(Théologie) Qu'on me permette de joindre ici quelques réflexions philosophiques, au détail qu'on a fait sur les articles de foi dans le Dictionnaire.

S'il y a quantité de gens qui se forment une si haute idée de la morale, qu'ils ne rendent pas à la foi les hommages qu'elle mérite, il est encore un plus grand nombre de théologiens qui élèvent tellement la nécessité de la foi, qu'on se persuaderait après les avoir lus, qu'elle constitue seule toute la religion ; erreur d'autant plus dangereuse, qu'il est plus aisé de croire que de pratiquer ; car quoique la morale et la foi aient chacune des prérogatives particulières, je pense néanmoins que la première l'emporte sur l'autre à divers égards.

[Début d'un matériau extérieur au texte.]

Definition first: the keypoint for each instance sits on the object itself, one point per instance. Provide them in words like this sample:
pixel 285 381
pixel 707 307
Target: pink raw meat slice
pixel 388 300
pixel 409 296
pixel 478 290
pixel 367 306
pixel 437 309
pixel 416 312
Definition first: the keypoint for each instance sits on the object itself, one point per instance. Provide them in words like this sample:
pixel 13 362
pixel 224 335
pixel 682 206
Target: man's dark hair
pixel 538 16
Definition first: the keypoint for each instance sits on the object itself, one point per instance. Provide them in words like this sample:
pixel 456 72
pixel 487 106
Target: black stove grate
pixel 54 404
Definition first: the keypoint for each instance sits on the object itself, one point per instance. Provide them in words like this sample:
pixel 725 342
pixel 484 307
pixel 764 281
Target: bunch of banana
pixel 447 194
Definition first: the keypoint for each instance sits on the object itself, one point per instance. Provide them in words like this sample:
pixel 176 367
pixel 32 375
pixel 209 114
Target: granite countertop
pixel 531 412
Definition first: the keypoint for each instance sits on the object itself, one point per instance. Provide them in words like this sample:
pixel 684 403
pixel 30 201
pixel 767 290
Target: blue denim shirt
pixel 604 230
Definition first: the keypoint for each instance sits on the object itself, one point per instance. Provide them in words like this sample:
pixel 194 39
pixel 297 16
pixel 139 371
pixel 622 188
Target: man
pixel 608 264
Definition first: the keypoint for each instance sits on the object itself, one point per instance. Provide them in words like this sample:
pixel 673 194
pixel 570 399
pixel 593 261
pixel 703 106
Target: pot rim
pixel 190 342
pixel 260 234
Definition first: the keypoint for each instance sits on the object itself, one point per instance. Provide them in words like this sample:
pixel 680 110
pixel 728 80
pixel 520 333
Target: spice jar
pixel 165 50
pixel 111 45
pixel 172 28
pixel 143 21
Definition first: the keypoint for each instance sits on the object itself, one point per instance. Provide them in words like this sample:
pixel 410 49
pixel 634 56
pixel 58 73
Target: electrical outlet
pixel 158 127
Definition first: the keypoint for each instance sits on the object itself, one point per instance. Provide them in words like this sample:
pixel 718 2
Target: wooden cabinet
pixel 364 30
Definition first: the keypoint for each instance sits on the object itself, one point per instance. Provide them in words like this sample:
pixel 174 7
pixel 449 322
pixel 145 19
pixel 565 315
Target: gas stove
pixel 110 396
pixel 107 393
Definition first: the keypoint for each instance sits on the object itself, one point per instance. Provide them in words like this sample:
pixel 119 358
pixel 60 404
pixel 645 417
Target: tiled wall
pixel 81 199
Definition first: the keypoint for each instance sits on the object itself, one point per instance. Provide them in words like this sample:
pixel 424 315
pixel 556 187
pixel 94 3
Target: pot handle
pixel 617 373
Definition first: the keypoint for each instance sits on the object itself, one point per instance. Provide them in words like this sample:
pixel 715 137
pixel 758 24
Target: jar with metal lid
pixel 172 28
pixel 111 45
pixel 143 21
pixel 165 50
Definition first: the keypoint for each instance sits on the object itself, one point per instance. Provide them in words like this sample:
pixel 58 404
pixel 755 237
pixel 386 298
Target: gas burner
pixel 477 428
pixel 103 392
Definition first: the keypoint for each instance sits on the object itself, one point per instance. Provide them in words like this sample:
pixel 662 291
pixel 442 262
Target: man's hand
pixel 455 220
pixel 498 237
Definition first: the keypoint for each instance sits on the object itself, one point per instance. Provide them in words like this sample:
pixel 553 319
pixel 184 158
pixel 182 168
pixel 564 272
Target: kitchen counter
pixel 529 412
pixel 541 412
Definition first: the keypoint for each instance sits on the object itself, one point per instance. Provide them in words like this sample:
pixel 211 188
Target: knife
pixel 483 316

1°. Parce que presque toute la morale, suivant l'idée que je m'en forme, est d'une nature immuable, et qu'elle durera dans toute l'éternité, lorsque la foi ne subsistera plus, et qu'elle sera changée en conviction ; 2°. parce qu'on peut être en état de faire plus de bien, et de se rendre plus utile au monde par la morale sans la foi, que par la foi sans la morale ; 3°. parce que la morale donne une plus grande perfection à la nature humaine que la foi, en ce qu'elle tranquillise l'esprit, et qu'elle avance le bonheur de chacun en particulier ; 4°. parce que les préceptes de la morale sont réellement plus certains que divers articles de foi, puisque toutes les nations civilisées s'accordent sur tous les points essentiels de la morale, autant qu'elles diffèrent sur ceux de la foi ; 5°. parce que l'incrédulité n'est pas d'une nature si maligne que le vice, ou pour envisager la même idée sous un autre vue, parce qu'on convient en général qu'un incrédule vertueux peut-être sauvé, surtout dans le cas d'une ignorance invincible, et qu'il n'y a point de salut pour un croyant vicieux.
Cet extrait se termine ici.